Last year November, the Winddrinker won the TEDxAmsterdam Award. And since the beginning of April, the Winddrinker is one of five projects being supported by Ideas Worth Doing. Great developments for the Winddrinker and more than enough reason to sit and talk with Sjoerd Dijkstra, project coordinator of the Winddrinker, about this amazing project.

The Winddrinker is a low-tech, low-cost and low-maintenance way of turning salt water into clean drinking water. And all it needs for this is wind. Researchers of the Delft University of Technology developed a technology, which involves a windmill, a water pump, a transmission, and a desalination to turn salt water into clean drinking water. Sjoerd Dijkstra picked this up and saw a huge opportunity to solve (water) problems in developing countries.

I met Sjoerd on a warm and sunny afternoon. With great passion he tells me about the Winddrinker and his view on how economic growth can be established in developing countries. “Money, knowledge, and technology are essential for medium sized enterprises, which in turn are essential for the development of an economy”. To support these economies, a local entrepreneur will implement the Winddrinker in developing countries by gaining access to the technology, knowledge (about entrepreneurship and about the technology), and money needed to start the enterprise.

winddrinker
Land where the first Winddrinker will be built

Largely because of the huge amount of prize money won with the TEDxAmsterdam Award and other financial partners like Aqua for All, Delft University of Technology, and Hivos, enough money is raised for a first pilot. This installation will be up and running in Somaliland by the end of the summer. Very proudly, Sjoerd shows me pictures of the land where the installation will be built and tells me about the great progress that is being made.

The installation that will be built is based on a software model, able to generate the most optimal Winddrinker design, depending on local conditions like average wind speed and water quality. This model holds a tremendous opportunity for large scale roll-out: if more and more components and solutions can be added to its calculations, a more and more efficient design can be created. By making the software open source, Sjoerd believes he can achieve this goal with the power of the “WE”.

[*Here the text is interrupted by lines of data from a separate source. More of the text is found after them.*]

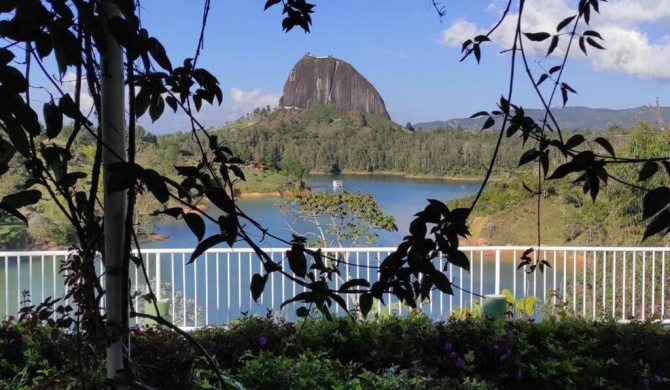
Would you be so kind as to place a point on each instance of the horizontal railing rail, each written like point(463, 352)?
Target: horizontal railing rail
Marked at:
point(623, 283)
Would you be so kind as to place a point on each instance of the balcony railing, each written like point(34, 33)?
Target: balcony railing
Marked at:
point(592, 282)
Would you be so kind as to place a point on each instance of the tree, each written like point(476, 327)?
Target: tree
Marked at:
point(88, 36)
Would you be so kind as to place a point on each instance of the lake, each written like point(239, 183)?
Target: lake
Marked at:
point(216, 286)
point(399, 196)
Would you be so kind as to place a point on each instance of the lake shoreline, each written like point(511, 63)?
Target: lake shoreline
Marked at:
point(468, 179)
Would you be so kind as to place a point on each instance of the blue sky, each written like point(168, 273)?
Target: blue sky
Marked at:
point(411, 55)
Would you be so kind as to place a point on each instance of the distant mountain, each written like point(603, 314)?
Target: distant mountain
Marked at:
point(330, 81)
point(569, 118)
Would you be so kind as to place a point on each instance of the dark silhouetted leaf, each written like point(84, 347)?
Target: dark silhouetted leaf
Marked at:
point(14, 212)
point(562, 171)
point(156, 185)
point(489, 123)
point(238, 172)
point(257, 286)
point(53, 119)
point(574, 141)
point(297, 260)
point(158, 53)
point(528, 156)
point(565, 22)
point(569, 88)
point(269, 4)
point(442, 282)
point(555, 69)
point(582, 46)
point(172, 102)
point(6, 56)
point(196, 224)
point(537, 37)
point(591, 33)
point(354, 283)
point(552, 45)
point(205, 245)
point(593, 43)
point(564, 95)
point(156, 107)
point(654, 201)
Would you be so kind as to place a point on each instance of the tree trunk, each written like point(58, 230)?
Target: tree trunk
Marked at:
point(115, 204)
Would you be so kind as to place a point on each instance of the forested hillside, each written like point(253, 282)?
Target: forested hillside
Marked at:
point(507, 212)
point(321, 139)
point(289, 143)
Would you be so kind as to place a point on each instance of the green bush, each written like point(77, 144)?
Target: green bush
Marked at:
point(384, 353)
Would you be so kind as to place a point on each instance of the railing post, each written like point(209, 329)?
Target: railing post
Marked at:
point(497, 276)
point(157, 259)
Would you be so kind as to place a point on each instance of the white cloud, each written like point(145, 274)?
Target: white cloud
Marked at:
point(625, 25)
point(460, 31)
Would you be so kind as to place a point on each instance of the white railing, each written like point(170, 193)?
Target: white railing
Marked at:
point(593, 282)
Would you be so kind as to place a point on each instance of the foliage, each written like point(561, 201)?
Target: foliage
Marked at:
point(74, 36)
point(390, 353)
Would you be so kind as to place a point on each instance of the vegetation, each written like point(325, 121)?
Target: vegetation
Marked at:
point(337, 219)
point(384, 353)
point(569, 216)
point(99, 40)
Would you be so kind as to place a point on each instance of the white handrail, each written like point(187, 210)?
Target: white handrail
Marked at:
point(595, 282)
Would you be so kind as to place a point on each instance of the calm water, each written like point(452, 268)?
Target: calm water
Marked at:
point(217, 287)
point(400, 197)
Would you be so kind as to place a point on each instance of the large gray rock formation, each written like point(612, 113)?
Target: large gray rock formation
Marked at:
point(329, 80)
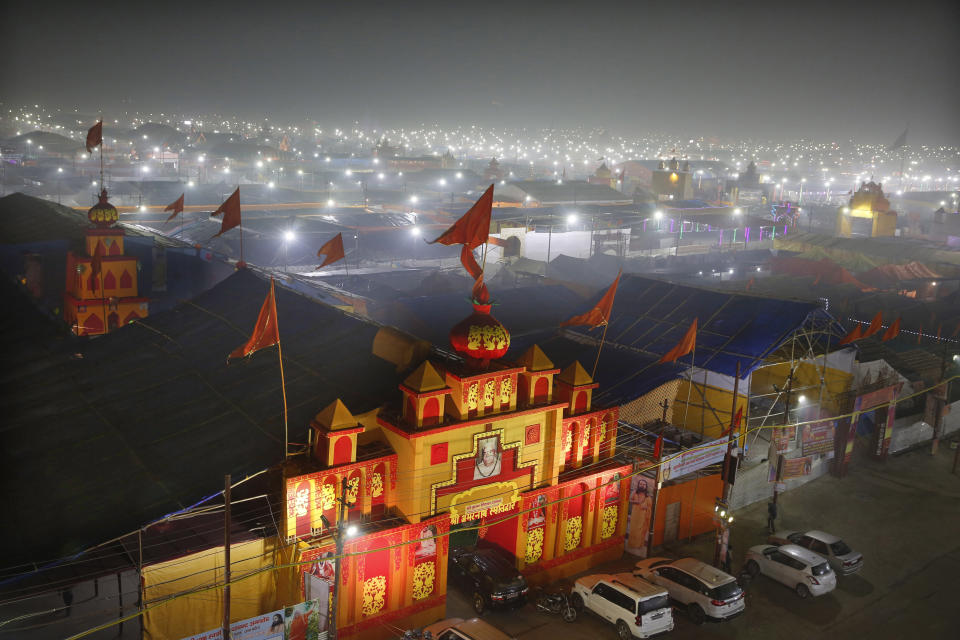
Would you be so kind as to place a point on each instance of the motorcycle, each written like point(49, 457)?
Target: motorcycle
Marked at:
point(556, 603)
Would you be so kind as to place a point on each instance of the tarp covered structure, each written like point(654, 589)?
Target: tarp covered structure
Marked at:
point(115, 432)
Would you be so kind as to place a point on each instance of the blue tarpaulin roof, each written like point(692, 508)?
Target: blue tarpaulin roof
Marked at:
point(652, 316)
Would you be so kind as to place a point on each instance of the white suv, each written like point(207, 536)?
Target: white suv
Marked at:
point(704, 590)
point(635, 606)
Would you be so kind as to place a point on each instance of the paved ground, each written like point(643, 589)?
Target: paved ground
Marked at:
point(903, 515)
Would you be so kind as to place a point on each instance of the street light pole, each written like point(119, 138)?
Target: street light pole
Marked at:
point(332, 626)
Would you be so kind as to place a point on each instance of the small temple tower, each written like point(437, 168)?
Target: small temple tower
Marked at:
point(868, 202)
point(95, 305)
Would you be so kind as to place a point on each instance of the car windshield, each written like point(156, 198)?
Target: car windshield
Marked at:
point(727, 591)
point(652, 604)
point(840, 548)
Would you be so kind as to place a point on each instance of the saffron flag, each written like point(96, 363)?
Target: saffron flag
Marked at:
point(176, 207)
point(875, 325)
point(95, 136)
point(266, 332)
point(473, 228)
point(853, 336)
point(333, 250)
point(231, 213)
point(96, 265)
point(600, 314)
point(892, 331)
point(687, 344)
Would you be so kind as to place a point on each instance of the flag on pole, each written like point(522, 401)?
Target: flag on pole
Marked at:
point(231, 212)
point(333, 250)
point(600, 314)
point(176, 207)
point(892, 331)
point(96, 265)
point(901, 141)
point(687, 344)
point(265, 333)
point(853, 336)
point(875, 325)
point(95, 136)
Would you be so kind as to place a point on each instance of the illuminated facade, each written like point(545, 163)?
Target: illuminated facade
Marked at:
point(95, 305)
point(511, 455)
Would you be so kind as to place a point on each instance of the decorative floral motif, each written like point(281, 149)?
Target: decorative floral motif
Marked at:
point(506, 387)
point(571, 533)
point(374, 595)
point(423, 578)
point(473, 396)
point(353, 488)
point(488, 393)
point(534, 545)
point(608, 525)
point(327, 497)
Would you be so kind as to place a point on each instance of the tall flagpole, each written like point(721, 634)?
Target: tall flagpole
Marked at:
point(597, 361)
point(283, 382)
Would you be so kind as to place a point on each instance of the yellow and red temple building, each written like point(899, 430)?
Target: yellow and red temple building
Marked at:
point(480, 452)
point(98, 304)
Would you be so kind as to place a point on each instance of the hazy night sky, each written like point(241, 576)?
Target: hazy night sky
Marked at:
point(810, 69)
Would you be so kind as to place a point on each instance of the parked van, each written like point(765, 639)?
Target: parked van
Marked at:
point(636, 607)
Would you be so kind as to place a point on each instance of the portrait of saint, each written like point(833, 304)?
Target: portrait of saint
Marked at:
point(489, 454)
point(427, 546)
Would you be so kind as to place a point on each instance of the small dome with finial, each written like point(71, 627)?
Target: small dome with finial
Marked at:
point(103, 214)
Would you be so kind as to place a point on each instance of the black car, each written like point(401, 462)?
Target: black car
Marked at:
point(488, 578)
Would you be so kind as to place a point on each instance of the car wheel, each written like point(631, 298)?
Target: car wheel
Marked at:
point(697, 616)
point(479, 604)
point(577, 601)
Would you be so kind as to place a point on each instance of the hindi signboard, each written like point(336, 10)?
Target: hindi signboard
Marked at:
point(696, 458)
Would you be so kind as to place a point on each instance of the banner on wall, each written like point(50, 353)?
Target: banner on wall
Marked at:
point(696, 458)
point(797, 467)
point(818, 437)
point(299, 622)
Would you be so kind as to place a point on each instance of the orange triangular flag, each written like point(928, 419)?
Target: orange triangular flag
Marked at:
point(473, 228)
point(892, 331)
point(875, 325)
point(853, 336)
point(266, 332)
point(231, 212)
point(600, 314)
point(176, 207)
point(687, 344)
point(333, 250)
point(95, 136)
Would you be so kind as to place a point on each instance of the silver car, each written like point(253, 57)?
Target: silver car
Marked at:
point(844, 560)
point(802, 570)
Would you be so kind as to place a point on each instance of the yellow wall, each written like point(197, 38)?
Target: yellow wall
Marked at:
point(185, 616)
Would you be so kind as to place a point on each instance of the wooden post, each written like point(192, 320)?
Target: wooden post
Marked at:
point(226, 557)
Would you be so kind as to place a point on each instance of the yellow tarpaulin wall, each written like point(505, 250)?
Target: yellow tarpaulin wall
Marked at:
point(192, 614)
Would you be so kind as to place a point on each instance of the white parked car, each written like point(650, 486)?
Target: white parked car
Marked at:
point(704, 591)
point(802, 570)
point(842, 558)
point(636, 607)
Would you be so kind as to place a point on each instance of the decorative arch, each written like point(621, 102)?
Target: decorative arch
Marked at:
point(431, 411)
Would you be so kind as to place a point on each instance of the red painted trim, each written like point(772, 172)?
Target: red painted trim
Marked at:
point(491, 417)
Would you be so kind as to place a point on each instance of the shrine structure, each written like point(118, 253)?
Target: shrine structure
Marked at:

I wondered where his vision on open source software comes from. Surprisingly, TEDxAmsterdam itself showed Sjoerd the power of sharing and openness, maybe even more worthy than the great amount of prize money for the TEDxAmsterdam Award, or the guidance through Ideas Worth Doing. “Everybody can contribute to the success and development of the Winddrinker, and everybody can do this in their own way: by investing money, sharing one’s knowledge, or using one’s unique talent”. Sjoerd believes that if all knowledge and talent can be combined in a unique and constructive way, the Winddrinker should be able to become even more efficient than large desalination installations. This would make clean drinking water available for everyone. Who wouldn’t want that?